もちろんこんな雑な実験を行っていたわけですから、始めてからわずか1年で自然あふれる美しい島も、島全体が炭疽菌の芽胞に汚染されてしまったそうです。島全体ですよ!

 

しかも悪いことに、この芽胞という状態は菌が自分の身を守るために表面を固いタンパク質で覆った状態になると、熱や化学物質に対して強い耐性を持ちます。1943年には第二次世界大戦も終わりに近づいていたので、科学者たちは実験を終えます。

 

その時島全体に火をかけたそうですが、当然炭疽菌の除染に失敗。イギリス政府はこの島を捨てることを決断し、立ち入り禁止にしました。

 

そして数十年の時が過ぎた1986年、政府が再び除染に取り組んだ結果、ホルムアルデヒドによる浄化に成功。やっと安全宣言が出されました。公式には炭疽菌のいない島になっていますが、当然誰も近づきはしません。

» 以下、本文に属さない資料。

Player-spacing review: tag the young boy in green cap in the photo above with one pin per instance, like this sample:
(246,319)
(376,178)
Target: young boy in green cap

ホルムアルデヒドも十分危険な物質ですし、炭疽菌が全くないなんて保証はありませんからね。

 

 

クェゼリン環礁

By: Stefan Lins

核の被害に苦しんでいるのは日本人だけではありません。

 

ハワイの南西およそ4000kmに位置するここクェゼリン環礁は第二次世界大戦中、アメリカ軍がミサイル実験場でした。名前はロナルド・レーガン弾丸ミサイル防衛試験場。ミサイル”防衛”と言っていますが、やっていたことといえば、水素爆弾実験です。水素と聞くとなんだかクリーンなイメージを抱きますが、原爆と一緒。むしろ破壊力は原爆の数十倍から数百倍とも言われています。

 

こんな爆弾の実験を本土アメリカから遠く離れたマーシャル諸島で行っていたわけです。

 

特に、1954年にアメリカ軍がビキニ環礁で行った水素爆弾の実験では甚大な被害を出し、綺麗な海に囲まれたクェゼリン環礁にも深刻な影響を及ぼしました。クェゼリン環礁を含むマーシャル諸島の島に映えるヤシの木やパンダナスといった植物には奇形種が増え、それらを食べた島民には下痢や味覚障害といった症状が見られたそうです。

 

日本も今後、福島原発の放射能により甲状腺がん患者が増加することが予想されていますが、クェゼリン環礁でもやはり多くの人が甲状腺異常に苦しみ、妊婦には死産、流産が相次いだそうです。

 

今も軍事施設となっているため、私たちのような一般人が立ち入ることはできません。

 

 

まとめ

日本は福島原発という負の遺産を作り出してしまいましたが、世界にもそれに匹敵するほどの負の遺産がこのように存在します。わざわざ身の危険を冒して、自分の目で確かめる必要は全くありませんが、頭の片隅に置いあってもいいのではないでしょうか。将来、国や権力者が間違ったことをしている時にNO!と自信を持って言ってやりましょう。